Crisma

de Ricardo Alfaia

Os vestidos e fatos elegantes dos crismandos brilhavam ao sol de uma manhã de verão e eram enriquecidos por sorrisos envaidecidos e delicados, enquanto as harmoniosas badaladas dos sinos já chamavam pelos novos soldados de Cristo. Orgulhosos pais, madrinhas e padrinhos acompanharam, em passo lento e pausado, os jovens crentes para dentro de uma igreja adornada e fresca. Era um edifício de oração típico desta região campesina, com a particularidade de ter uma galeria-dupla vis-à-vis com o altar. No primeiro piso, encontravam-se um excecional órgão de vinte registos, objeto brioso na comunidade, e o afinado coro feminino. No segundo, simples bancos de madeira escurecida pelo tempo, que acolhiam os mais tardios. Ocuparam-se os lugares e, aos olhos de santos e anjos cercados de ornamentos dourados, o rito começou.

Um canto abriu o procedimento, seguindo-se a apresentação do sacerdote enviado pelo bispo. É este que fará as interrogações eclesiásticas e abençoará, com o Santo Óleo do Crisma e em nome do sagrado Espírito Santo, os nossos bem-vestidos protagonistas. Proclamou-se o Evangelho e seguiu-se a liturgia até se introduzirem os puros inocentes, pedindo-lhes que permanecessem de pé para o ato principal. Assim o fizeram.

O presbítero aproximou-se da primeira criança, uma menina loira com uma fita azul no cabelo, e perguntou:

«Renunciais a Satanás e a todas as suas obras e seduções?»

Nesse momento, o órgão trovejou sons assustadores e disparou labaredas colossais pelos tubos. As chamas incineraram imediatamente as pessoas sentadas na segunda galeria. O calor infernal fez o metal derreter, e as senhoras, que ainda há pouco entoavam cânticos angélicos, agora ardiam entre gritos de desespero. O terror alastrou-se pela igreja. Berros alimentavam o pavor já existente. Eram segundos infinitos de sofrimento. O sacerdote olhava estarrecido para esta cena apocalíptica e só o deixou de fazer ao sentir quatro dedos a entranharem-se no pescoço. Lentamente, os dedos diabólicos rasgaram a pele e a carne do queixo e saíram pela boca, ficando a língua espetada nas unhas.
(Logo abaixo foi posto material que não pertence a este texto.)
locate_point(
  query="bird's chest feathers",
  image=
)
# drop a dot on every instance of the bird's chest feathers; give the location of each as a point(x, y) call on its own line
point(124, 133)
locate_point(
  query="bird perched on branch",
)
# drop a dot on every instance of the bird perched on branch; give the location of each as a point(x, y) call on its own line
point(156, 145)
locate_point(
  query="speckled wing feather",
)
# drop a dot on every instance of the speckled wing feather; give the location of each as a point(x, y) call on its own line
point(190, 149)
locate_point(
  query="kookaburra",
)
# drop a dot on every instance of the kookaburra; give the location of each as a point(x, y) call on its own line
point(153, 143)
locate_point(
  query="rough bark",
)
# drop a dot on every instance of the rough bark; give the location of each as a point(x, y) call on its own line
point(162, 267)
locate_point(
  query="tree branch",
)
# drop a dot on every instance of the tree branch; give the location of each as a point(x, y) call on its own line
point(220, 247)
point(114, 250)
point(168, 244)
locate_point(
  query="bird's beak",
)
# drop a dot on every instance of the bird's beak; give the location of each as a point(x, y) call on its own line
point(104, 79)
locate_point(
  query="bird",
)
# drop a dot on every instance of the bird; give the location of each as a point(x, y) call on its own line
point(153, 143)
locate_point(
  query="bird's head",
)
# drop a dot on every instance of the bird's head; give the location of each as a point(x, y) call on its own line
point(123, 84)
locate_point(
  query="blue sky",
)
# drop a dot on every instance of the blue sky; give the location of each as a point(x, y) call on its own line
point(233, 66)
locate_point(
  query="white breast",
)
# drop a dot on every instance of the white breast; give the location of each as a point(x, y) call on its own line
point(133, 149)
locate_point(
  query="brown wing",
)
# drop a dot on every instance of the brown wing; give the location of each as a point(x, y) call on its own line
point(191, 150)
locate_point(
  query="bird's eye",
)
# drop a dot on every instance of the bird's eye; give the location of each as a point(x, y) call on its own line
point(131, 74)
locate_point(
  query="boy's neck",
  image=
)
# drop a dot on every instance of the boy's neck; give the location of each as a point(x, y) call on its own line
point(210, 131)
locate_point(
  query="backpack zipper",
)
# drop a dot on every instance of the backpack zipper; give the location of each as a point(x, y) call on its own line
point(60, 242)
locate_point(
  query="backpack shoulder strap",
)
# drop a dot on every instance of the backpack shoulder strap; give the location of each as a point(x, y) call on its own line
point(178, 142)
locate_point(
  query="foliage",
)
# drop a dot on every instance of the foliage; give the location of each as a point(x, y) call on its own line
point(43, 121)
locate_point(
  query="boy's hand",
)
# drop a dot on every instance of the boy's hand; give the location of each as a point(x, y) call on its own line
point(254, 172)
Segurando-lhe o maxilar sangrento e puxando-o para baixo, olhos nos olhos, a menina de cabelos loiros e fita azul no cabelo disse:

«Não!»

 

SOBRE O AUTOR

Ricardo Alfaia

1969 (Maternidade Alfredo da Costa, Lisboa) > Évora > Lisboa > Évora > Nuremberga > Ingolstadt > Weichering > Santa Cruz.

Empregado de mesa > cozinheiro > condutor > barman > casamento > assistente de fotografia publicitária > filho > fotógrafo > gerente de restauração > designer gráfico > filho > filha > web designer > autor > cofundador da Fábrica do Terror.

 

«O Homem planeia, e Deus ri.»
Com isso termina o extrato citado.